Others are to apply that same mindfulness to us—and this mindfulness is to be practiced carefully. As believers, understanding that we are imperfect ourselves and that we will be judged by the standards we use to judge others (ref. Matthew 7:1), we must look for specks in our own eyes before alerting others of two-by-fours sticking out of their own eyes.

But all too often, people instead focus on specks' in others eyes while two-by-fours are sticking out of their own (ref. Matthew 7:1–4), revealing themselves to be hypocrites.

That hypocrisy itself is not unexpected, due to the nature of our hearts (ref. Jeremiah 17:9), and wolves in sheeps' clothing are in the church (ref. Isaiah 29:13, Matthew 15:8, Mark 7:6). So how do we know what we are?

Well, how do we react when someone points out an inconsistency in our own behavior? Or when someone's conviction means they practice I Corinthians 5:11 on us?

Do we assume that one party must be in the wrong, thereby idolizing the opinion of that party? Or do we carefully examine ourselves (ref. I Corinthians 11:31) and the Scriptures (ref. Acts 17:11) to find what merit there is in the words, regardless of source, and then respond according to that merit?

Others have rights to their own convictions and consciences—that's the entire point of the debate about meat sacrificed to idols, described in I Corinthians 8. How they respond to something is on them, not us.*

*No person is responsible for any other person's behavior, though there are situations wherein a person isn't without guilt for another's behavior. If the distinction isn't obvious to you, you've experienced redefinition of words.

It doesn't matter if you scream in my face; you're responsible for your own behavior, and I'm responsible for my response. My response might be justified or not—but that's on me, not you, and you're still responsible for your own behavior. Even if you wouldn't have done it if I hadn't done some other thing.

This brings us to why people ignore I Corinthians 5:11.

See, that word "railer" in the original Greek, loidoros is itself the adjective form of the verb loidoreó—which refers specifically to verbal abuse as a whole (ref.
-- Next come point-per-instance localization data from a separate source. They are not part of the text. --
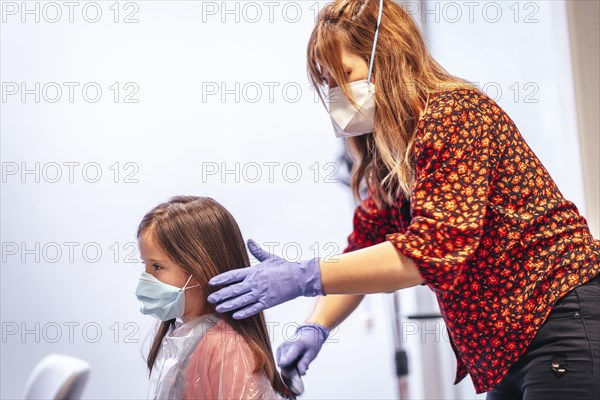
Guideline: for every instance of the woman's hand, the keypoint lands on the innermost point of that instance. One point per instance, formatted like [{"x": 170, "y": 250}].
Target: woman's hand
[{"x": 265, "y": 285}]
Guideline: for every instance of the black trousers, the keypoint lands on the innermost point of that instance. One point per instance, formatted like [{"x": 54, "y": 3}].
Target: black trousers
[{"x": 563, "y": 360}]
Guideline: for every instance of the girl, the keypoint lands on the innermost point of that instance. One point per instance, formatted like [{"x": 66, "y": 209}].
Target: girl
[{"x": 197, "y": 353}]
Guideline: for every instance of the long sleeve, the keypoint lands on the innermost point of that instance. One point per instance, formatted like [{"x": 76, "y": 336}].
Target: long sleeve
[{"x": 450, "y": 192}]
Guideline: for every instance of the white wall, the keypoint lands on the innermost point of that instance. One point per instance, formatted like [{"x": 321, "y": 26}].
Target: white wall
[{"x": 167, "y": 138}]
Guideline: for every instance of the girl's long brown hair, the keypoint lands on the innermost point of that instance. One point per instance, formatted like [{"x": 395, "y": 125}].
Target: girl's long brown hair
[
  {"x": 405, "y": 75},
  {"x": 203, "y": 238}
]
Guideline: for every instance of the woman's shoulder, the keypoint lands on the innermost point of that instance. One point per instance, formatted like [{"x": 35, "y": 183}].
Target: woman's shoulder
[{"x": 458, "y": 100}]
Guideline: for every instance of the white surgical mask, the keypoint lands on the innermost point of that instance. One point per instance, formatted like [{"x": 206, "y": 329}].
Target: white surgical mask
[
  {"x": 160, "y": 299},
  {"x": 347, "y": 119}
]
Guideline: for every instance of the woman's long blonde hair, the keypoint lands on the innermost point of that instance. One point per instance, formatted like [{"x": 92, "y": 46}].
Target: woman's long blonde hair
[
  {"x": 405, "y": 75},
  {"x": 202, "y": 237}
]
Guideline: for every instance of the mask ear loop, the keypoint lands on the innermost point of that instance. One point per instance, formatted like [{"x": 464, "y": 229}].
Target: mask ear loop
[{"x": 375, "y": 42}]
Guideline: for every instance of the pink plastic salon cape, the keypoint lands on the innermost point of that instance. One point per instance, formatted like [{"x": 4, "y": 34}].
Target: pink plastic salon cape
[{"x": 207, "y": 359}]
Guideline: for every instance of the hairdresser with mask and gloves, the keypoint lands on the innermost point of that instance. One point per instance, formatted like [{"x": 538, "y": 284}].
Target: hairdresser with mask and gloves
[{"x": 456, "y": 200}]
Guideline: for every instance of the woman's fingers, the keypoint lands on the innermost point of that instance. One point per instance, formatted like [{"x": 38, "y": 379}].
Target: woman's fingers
[{"x": 249, "y": 311}]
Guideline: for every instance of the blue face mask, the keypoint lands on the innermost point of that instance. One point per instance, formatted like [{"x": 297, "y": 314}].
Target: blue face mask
[{"x": 160, "y": 299}]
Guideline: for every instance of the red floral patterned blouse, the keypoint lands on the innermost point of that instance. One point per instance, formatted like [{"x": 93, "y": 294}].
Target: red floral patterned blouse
[{"x": 488, "y": 229}]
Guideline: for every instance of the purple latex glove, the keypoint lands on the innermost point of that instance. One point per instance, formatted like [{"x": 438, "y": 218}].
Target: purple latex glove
[
  {"x": 272, "y": 282},
  {"x": 300, "y": 352}
]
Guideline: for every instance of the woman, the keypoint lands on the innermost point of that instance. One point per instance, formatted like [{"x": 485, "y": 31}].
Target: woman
[
  {"x": 457, "y": 201},
  {"x": 197, "y": 353}
]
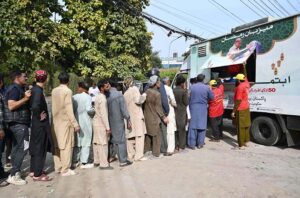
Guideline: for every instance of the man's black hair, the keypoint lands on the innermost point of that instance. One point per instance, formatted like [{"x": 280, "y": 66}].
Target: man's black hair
[
  {"x": 1, "y": 78},
  {"x": 14, "y": 74},
  {"x": 64, "y": 78},
  {"x": 193, "y": 80},
  {"x": 83, "y": 85},
  {"x": 113, "y": 82},
  {"x": 101, "y": 83},
  {"x": 200, "y": 77},
  {"x": 180, "y": 80}
]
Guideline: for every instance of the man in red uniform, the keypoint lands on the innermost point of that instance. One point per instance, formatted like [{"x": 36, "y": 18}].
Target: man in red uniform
[
  {"x": 241, "y": 112},
  {"x": 216, "y": 110}
]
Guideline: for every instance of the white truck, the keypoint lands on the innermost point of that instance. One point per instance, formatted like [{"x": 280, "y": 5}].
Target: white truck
[{"x": 268, "y": 52}]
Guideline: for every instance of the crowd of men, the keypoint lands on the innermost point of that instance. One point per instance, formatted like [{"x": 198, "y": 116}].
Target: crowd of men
[{"x": 100, "y": 124}]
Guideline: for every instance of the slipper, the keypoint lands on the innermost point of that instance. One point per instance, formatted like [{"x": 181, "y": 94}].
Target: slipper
[
  {"x": 31, "y": 174},
  {"x": 43, "y": 177},
  {"x": 3, "y": 183}
]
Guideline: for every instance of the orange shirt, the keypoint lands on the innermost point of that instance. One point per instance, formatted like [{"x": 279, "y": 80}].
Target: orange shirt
[
  {"x": 241, "y": 93},
  {"x": 216, "y": 107}
]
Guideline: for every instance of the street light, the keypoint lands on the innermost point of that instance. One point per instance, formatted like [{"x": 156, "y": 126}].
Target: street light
[{"x": 170, "y": 49}]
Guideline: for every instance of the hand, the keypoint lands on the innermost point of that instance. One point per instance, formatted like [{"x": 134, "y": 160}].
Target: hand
[
  {"x": 129, "y": 125},
  {"x": 108, "y": 132},
  {"x": 166, "y": 120},
  {"x": 233, "y": 115},
  {"x": 2, "y": 134},
  {"x": 27, "y": 94},
  {"x": 43, "y": 116},
  {"x": 77, "y": 129}
]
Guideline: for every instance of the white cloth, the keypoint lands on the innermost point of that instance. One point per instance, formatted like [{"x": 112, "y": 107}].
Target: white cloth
[
  {"x": 171, "y": 127},
  {"x": 93, "y": 92}
]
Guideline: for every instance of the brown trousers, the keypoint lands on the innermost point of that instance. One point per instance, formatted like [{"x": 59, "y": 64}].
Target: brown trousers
[
  {"x": 62, "y": 159},
  {"x": 135, "y": 147},
  {"x": 101, "y": 154},
  {"x": 152, "y": 143}
]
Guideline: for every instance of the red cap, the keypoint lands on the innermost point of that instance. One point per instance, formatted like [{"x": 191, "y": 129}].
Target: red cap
[{"x": 40, "y": 75}]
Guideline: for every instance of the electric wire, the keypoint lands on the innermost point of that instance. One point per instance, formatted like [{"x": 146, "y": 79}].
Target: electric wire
[
  {"x": 211, "y": 2},
  {"x": 257, "y": 3},
  {"x": 265, "y": 4},
  {"x": 251, "y": 9},
  {"x": 207, "y": 23},
  {"x": 275, "y": 6},
  {"x": 282, "y": 7},
  {"x": 229, "y": 11},
  {"x": 184, "y": 19},
  {"x": 257, "y": 7},
  {"x": 292, "y": 6}
]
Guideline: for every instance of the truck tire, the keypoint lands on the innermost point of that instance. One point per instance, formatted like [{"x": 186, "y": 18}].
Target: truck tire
[{"x": 265, "y": 131}]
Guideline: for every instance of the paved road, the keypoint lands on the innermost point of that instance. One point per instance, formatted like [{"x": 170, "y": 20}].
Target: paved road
[{"x": 214, "y": 171}]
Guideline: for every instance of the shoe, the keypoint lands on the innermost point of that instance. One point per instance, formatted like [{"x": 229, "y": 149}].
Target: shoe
[
  {"x": 214, "y": 140},
  {"x": 75, "y": 165},
  {"x": 16, "y": 179},
  {"x": 86, "y": 166},
  {"x": 106, "y": 168},
  {"x": 142, "y": 159},
  {"x": 127, "y": 163},
  {"x": 69, "y": 173},
  {"x": 7, "y": 166},
  {"x": 112, "y": 159},
  {"x": 3, "y": 174}
]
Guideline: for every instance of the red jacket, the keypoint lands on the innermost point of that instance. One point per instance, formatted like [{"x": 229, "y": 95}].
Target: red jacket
[
  {"x": 216, "y": 107},
  {"x": 241, "y": 93}
]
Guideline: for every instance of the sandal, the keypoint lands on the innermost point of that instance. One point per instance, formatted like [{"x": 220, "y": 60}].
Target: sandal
[
  {"x": 31, "y": 174},
  {"x": 43, "y": 177}
]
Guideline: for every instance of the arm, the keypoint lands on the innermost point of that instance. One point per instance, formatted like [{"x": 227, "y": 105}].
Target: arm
[
  {"x": 69, "y": 109},
  {"x": 101, "y": 107},
  {"x": 164, "y": 100},
  {"x": 158, "y": 108},
  {"x": 35, "y": 103},
  {"x": 185, "y": 98},
  {"x": 210, "y": 94},
  {"x": 139, "y": 99},
  {"x": 1, "y": 114},
  {"x": 13, "y": 102},
  {"x": 172, "y": 98},
  {"x": 123, "y": 107}
]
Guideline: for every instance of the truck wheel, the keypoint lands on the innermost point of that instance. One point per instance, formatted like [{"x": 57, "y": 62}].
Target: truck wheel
[{"x": 265, "y": 131}]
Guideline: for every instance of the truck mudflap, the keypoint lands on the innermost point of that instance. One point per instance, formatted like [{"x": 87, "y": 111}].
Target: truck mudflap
[{"x": 292, "y": 136}]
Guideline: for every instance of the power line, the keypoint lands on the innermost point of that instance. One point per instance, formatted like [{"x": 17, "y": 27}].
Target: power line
[
  {"x": 292, "y": 6},
  {"x": 193, "y": 16},
  {"x": 210, "y": 1},
  {"x": 282, "y": 7},
  {"x": 267, "y": 11},
  {"x": 269, "y": 8},
  {"x": 251, "y": 8},
  {"x": 182, "y": 18},
  {"x": 284, "y": 14},
  {"x": 157, "y": 21},
  {"x": 229, "y": 11},
  {"x": 257, "y": 7}
]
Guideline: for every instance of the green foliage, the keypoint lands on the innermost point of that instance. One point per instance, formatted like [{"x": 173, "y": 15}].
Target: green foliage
[
  {"x": 168, "y": 73},
  {"x": 92, "y": 39},
  {"x": 155, "y": 60}
]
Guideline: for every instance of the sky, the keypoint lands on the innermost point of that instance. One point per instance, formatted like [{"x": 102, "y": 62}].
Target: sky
[{"x": 208, "y": 19}]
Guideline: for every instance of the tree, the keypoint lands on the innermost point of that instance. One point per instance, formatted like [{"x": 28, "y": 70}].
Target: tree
[
  {"x": 155, "y": 60},
  {"x": 92, "y": 38}
]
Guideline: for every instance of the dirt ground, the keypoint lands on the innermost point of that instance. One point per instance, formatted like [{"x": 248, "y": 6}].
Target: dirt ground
[{"x": 214, "y": 171}]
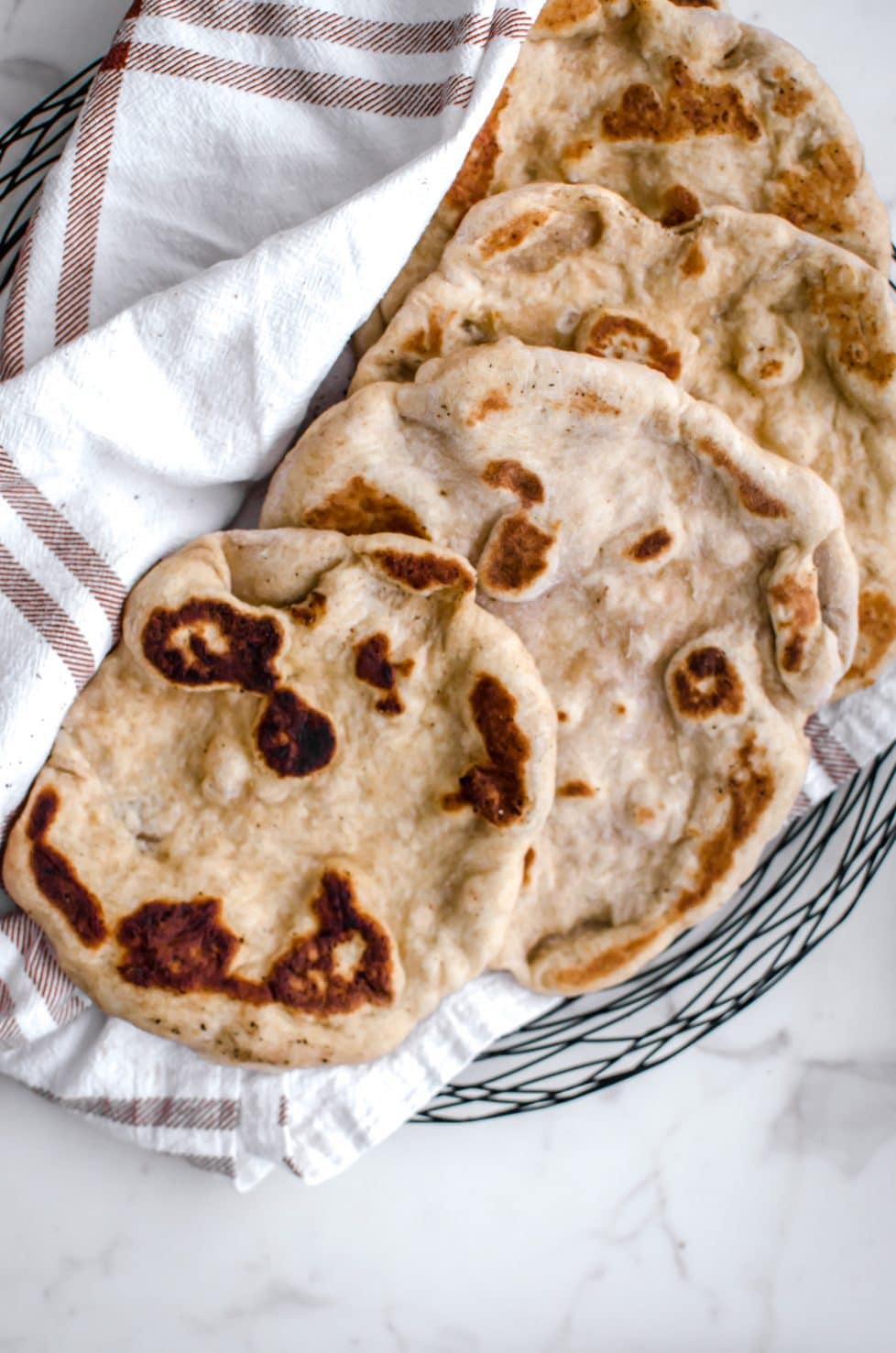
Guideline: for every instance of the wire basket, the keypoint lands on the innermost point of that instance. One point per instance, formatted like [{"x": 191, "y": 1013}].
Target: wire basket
[{"x": 807, "y": 884}]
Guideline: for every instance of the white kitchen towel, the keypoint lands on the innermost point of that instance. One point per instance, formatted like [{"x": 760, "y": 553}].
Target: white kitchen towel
[{"x": 243, "y": 184}]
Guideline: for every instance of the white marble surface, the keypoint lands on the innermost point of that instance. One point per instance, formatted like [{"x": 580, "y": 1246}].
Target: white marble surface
[{"x": 738, "y": 1200}]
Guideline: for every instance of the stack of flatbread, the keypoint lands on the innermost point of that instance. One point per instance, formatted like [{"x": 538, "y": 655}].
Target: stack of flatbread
[{"x": 516, "y": 671}]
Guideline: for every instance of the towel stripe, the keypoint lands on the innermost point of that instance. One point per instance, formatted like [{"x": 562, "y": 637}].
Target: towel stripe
[
  {"x": 834, "y": 759},
  {"x": 13, "y": 343},
  {"x": 93, "y": 153},
  {"x": 302, "y": 23},
  {"x": 10, "y": 1032},
  {"x": 64, "y": 540},
  {"x": 204, "y": 1115},
  {"x": 48, "y": 617},
  {"x": 325, "y": 90},
  {"x": 41, "y": 965}
]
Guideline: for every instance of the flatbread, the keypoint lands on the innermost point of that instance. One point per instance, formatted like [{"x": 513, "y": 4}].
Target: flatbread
[
  {"x": 291, "y": 811},
  {"x": 688, "y": 598},
  {"x": 675, "y": 107},
  {"x": 793, "y": 337}
]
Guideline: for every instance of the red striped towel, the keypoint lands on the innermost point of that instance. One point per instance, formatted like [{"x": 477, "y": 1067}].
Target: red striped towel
[{"x": 243, "y": 183}]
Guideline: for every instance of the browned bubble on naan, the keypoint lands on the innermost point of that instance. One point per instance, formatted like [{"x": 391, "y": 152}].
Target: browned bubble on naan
[
  {"x": 793, "y": 337},
  {"x": 689, "y": 601},
  {"x": 677, "y": 108},
  {"x": 291, "y": 811}
]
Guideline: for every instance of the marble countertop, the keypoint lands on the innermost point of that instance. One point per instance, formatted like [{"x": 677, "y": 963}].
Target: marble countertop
[{"x": 739, "y": 1199}]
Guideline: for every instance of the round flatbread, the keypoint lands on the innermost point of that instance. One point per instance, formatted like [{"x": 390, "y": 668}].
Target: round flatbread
[
  {"x": 793, "y": 337},
  {"x": 291, "y": 811},
  {"x": 688, "y": 598},
  {"x": 675, "y": 107}
]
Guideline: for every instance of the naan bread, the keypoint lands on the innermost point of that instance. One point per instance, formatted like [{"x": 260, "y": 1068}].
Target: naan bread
[
  {"x": 291, "y": 811},
  {"x": 688, "y": 598},
  {"x": 793, "y": 337},
  {"x": 675, "y": 107}
]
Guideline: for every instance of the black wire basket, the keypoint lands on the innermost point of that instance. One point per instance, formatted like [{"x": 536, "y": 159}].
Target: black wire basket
[{"x": 807, "y": 884}]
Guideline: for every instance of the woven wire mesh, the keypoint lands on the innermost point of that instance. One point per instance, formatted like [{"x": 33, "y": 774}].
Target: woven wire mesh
[{"x": 805, "y": 885}]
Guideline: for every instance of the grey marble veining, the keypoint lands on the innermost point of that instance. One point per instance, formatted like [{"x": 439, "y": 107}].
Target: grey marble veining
[{"x": 738, "y": 1200}]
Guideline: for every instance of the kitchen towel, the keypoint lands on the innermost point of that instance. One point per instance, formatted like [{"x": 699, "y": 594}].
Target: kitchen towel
[{"x": 243, "y": 183}]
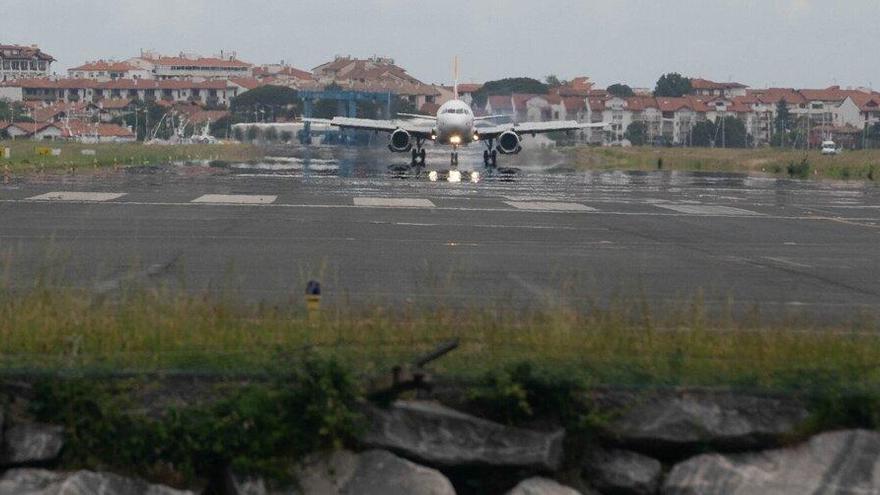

John 9:28, John 9:28, John 9:28, John 9:28).

Our actions are what reveal what we believe (ref. James 2:18), regardless of our words—and regardless if we're aware we believe it or not. Wolves depend on us to pay attention to the sheepskins they wear (the pretty words) and ignore the fruits in their actions that reveal the wolf beneath. So they distort some of God's Word to hide or overwrite other parts of it, ignoring the inconsistency and the violation of the commands to mind others' fruits (ref. Matthew 7:16, v. 20).

I Corinthians 5:11 both tells us to pay attention to others' actions and to act ourselves in response to the fruits of their actions, and that makes wolves uncomfortable. They want to be perceived as sheep, not wolves, so they have a vested interest in dissuading others from paying attention.